À moins qu’Éric Duhaime ne considère pas le Mexique comme faisant parti de l’Amérique du Nord, il est dans l’erreur la plus totale. Pour citer un intervenant bien documenté dans les commentaires de l’article de Duhaime : «Au Mexique, il y a plusieurs gouverneurs, 26 sénateurs et 71 députés qui ont été élus sous la bannière du PRD, le Parti de la Révolution Démocratique. Le PRD est issu du rassemblement des forces de gauche dont… des membres du parti communiste mexicain! Le candidat du PRD à la présidentielle a failli gagné en 2006, à 0,58% de Felipe Calderon. En 2012, il est fort probable que le président du Mexique soit issu d’un parti associé directement à des communistes!»

Finalement, on arrive au dernier paragraphe du texte de Duhaime, tout aussi fastidieux que le précédent :

«L’autre co-chef de Québec solidaire, Françoise David, devra un jour sortir de son mutisme et nous expliquer si le parti qu’elle dirige est communiste. En refusant de le sanctionner publiquement, le silence de Madame David est complice des dangereuses thèses soutenues par son unique député ou confirme qu’Amir Khadir est devenu le seul véritable chef du parti.»

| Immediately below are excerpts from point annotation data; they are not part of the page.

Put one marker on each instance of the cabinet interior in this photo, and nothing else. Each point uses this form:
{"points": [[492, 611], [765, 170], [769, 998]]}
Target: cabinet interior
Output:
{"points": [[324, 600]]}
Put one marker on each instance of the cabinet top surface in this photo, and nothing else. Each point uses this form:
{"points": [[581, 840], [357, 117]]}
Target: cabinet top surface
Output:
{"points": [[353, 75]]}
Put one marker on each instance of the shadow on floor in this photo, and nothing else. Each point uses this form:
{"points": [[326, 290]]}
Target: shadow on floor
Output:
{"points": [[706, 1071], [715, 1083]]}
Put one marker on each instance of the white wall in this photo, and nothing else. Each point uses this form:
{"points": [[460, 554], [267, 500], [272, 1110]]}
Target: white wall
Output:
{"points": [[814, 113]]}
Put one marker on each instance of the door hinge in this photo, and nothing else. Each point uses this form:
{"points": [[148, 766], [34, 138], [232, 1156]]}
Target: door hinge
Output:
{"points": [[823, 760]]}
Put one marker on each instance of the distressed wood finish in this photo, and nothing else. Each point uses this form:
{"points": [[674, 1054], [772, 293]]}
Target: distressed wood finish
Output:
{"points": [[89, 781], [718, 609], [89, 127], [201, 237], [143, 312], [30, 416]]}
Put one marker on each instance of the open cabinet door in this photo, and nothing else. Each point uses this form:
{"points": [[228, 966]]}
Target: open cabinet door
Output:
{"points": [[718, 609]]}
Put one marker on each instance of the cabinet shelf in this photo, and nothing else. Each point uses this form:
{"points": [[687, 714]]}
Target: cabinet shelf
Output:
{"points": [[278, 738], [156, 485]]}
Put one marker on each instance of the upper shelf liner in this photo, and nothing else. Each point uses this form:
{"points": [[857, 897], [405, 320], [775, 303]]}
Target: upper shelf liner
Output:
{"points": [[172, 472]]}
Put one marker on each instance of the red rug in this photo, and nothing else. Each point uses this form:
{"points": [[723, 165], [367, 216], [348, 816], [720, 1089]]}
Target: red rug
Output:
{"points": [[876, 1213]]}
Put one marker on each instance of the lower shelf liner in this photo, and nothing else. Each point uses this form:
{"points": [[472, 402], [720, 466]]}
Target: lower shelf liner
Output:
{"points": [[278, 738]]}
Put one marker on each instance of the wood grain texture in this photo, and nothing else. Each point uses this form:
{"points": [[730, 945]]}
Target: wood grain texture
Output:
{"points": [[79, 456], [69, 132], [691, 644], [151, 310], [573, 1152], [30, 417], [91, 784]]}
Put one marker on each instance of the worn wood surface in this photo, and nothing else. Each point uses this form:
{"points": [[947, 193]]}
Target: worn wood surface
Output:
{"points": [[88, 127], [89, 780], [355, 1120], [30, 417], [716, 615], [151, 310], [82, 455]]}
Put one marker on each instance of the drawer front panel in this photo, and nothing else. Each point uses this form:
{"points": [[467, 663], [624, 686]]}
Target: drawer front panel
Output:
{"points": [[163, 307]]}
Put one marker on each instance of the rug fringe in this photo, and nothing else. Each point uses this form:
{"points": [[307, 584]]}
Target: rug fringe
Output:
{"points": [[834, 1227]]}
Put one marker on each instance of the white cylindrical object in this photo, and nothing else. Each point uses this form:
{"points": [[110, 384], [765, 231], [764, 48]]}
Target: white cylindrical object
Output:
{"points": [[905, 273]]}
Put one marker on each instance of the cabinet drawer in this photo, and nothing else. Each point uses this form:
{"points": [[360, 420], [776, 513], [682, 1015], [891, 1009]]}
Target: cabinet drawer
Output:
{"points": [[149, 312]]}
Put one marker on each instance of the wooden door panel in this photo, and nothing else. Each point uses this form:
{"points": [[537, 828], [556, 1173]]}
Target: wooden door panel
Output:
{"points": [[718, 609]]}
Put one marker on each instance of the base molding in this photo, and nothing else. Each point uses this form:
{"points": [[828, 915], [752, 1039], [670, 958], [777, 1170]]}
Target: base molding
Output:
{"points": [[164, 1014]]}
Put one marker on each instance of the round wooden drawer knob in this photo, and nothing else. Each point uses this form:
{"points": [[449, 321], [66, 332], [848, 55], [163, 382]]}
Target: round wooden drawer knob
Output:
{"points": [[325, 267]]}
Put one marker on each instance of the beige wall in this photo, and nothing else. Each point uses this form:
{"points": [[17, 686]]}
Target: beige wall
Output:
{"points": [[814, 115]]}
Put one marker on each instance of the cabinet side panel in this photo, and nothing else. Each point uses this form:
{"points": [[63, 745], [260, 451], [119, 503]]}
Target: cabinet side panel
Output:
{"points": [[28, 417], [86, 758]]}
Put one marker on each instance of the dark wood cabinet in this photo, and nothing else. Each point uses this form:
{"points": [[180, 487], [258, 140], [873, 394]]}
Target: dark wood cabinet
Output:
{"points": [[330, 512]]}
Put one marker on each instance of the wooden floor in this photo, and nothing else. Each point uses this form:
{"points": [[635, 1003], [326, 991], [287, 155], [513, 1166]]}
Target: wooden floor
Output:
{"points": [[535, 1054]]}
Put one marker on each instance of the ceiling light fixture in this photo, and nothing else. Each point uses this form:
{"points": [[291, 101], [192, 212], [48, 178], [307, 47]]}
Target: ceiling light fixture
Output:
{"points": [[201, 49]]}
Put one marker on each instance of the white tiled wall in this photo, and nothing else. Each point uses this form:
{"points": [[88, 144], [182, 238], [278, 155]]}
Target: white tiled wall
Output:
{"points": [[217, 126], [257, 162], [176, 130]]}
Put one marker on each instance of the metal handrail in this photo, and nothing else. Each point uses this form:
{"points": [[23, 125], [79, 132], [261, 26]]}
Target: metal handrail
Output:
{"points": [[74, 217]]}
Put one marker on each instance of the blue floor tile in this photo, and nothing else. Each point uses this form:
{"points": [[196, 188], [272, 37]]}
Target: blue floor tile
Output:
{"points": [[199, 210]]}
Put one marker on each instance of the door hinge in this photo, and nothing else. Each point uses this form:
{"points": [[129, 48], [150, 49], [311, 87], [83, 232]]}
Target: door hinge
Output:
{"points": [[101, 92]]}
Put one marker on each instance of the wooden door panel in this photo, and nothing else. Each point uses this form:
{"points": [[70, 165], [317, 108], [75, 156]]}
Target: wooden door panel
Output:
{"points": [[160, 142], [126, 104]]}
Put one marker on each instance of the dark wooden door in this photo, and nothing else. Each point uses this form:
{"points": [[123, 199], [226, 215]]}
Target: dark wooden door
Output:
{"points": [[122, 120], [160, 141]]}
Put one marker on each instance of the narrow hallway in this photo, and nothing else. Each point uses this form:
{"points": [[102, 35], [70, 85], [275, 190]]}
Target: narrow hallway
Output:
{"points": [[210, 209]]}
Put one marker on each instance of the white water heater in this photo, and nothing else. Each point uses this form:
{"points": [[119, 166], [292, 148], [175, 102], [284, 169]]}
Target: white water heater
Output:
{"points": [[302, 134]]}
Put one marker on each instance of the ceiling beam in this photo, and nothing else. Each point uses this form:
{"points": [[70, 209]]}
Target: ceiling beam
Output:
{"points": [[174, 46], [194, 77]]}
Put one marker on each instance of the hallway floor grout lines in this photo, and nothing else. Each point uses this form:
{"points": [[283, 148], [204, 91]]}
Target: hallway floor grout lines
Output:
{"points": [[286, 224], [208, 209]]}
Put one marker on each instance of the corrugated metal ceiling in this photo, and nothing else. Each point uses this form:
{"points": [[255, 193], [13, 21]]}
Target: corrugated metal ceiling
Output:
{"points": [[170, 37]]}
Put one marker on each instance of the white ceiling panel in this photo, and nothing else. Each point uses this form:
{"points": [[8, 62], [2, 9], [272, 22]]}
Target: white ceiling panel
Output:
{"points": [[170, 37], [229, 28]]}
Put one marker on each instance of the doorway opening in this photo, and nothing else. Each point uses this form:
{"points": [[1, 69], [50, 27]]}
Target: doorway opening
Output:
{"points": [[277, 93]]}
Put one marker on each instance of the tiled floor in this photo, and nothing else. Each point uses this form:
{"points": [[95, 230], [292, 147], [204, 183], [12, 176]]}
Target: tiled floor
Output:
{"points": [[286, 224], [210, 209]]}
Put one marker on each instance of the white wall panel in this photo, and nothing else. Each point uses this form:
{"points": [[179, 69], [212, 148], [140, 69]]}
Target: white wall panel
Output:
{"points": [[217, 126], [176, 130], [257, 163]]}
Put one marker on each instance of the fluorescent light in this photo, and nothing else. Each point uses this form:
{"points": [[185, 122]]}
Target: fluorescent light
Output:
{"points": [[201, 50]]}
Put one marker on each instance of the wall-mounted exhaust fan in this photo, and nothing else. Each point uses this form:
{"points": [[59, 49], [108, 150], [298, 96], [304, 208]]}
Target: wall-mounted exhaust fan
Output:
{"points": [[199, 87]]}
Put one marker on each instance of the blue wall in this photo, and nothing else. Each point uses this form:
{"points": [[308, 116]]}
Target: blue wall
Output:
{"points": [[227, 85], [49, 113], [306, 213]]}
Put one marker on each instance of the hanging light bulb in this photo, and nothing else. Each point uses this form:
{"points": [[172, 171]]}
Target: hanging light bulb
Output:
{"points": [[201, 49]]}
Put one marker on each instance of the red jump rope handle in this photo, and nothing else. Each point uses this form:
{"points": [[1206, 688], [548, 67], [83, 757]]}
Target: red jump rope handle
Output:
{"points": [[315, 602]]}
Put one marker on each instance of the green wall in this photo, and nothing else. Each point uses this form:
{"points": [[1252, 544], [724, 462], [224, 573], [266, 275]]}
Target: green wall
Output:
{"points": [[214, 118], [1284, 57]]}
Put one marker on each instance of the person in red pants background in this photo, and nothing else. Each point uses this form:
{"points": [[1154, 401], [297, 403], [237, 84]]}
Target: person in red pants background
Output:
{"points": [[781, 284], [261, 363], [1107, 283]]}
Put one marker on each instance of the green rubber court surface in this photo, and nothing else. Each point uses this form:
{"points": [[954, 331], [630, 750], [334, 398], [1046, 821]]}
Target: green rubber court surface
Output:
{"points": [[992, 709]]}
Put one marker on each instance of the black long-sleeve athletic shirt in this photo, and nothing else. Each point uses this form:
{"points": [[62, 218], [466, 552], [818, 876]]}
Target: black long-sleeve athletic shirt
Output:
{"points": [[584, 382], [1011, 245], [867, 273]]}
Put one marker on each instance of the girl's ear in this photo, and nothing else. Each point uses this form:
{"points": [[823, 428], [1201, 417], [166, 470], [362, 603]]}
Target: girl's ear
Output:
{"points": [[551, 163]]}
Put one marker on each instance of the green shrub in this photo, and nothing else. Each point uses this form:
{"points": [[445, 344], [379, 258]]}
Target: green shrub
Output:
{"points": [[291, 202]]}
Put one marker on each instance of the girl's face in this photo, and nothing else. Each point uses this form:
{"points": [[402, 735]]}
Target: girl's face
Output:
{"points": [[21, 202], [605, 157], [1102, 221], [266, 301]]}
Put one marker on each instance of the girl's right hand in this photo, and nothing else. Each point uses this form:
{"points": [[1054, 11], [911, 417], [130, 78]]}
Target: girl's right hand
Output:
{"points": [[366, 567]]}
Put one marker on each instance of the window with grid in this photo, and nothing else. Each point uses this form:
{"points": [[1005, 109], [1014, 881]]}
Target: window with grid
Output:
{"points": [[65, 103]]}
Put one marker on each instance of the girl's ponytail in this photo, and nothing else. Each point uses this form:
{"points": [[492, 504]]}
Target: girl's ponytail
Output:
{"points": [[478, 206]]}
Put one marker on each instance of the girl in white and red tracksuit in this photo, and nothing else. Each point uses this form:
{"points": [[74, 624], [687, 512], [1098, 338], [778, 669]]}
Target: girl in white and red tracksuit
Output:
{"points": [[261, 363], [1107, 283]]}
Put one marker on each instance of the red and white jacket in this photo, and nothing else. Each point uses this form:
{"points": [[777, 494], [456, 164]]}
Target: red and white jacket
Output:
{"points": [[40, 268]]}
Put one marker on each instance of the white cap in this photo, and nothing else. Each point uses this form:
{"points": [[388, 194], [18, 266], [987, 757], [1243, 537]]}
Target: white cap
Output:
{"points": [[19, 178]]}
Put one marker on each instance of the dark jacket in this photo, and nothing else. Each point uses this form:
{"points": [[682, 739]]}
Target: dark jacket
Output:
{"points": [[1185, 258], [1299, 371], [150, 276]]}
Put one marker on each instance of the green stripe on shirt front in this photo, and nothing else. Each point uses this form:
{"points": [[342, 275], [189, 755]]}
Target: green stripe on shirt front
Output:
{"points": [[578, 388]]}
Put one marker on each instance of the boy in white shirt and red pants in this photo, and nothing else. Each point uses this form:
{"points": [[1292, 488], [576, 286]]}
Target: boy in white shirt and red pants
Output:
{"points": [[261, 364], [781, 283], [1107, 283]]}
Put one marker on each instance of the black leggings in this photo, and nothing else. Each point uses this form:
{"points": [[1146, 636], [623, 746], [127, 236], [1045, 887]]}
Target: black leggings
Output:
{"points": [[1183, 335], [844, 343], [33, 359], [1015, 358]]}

De la paranoïa pure et simple, digne de la chasse aux sorcières. Comme pour son précédent texte, Éric Duhaime choisit de terminer son torchon en menaçant Québec Solidaire et les membres de la formation progressiste. En agissant ainsi, Duhaime n’a pour seul et unique but que de ternir l’image de Québec Solidaire, qu’il n’a pu qu’observer dépasser, dans les intentions de vote, son ancien parti, l’ADQ en décomposition, sans pouvoir faire quoi que ce soit pour arrêter la tendance. Sur le site de canoë, Éric Duhaime a placé, à la fin de son texte, un lien vers le site du PCQ… Sur le camp de formation de 2009! Se pourrait-il qu’Éric Duhaime ait peur de la réaction de ses lecteurs aux articles présents sur la page principale du site? De toute façon, nous sommes en 2010, alors il est futile de penser que ceux qui veulent en avoir le coeur net ne trouveront pas la page d’accueil du PCQ par eux-mêmes.

Au final, peu importe quelles sont les intentions véritables d’Éric Duhaime : le fait que son «travail» soit présenté comme «journalistique» n’est qu’un autre des symptômes de la dévalorisation de la profession de journaliste dans un occident s’autoproclamant «champion de la liberté d’expression». Un média privé ne veut pas dire que le média est nécessairement libre, bien au contraire. Le jour où le peuple aura appris à faire la différence entre propagande et journalisme, de grands progrès pointeront à l’horizon pour notre société.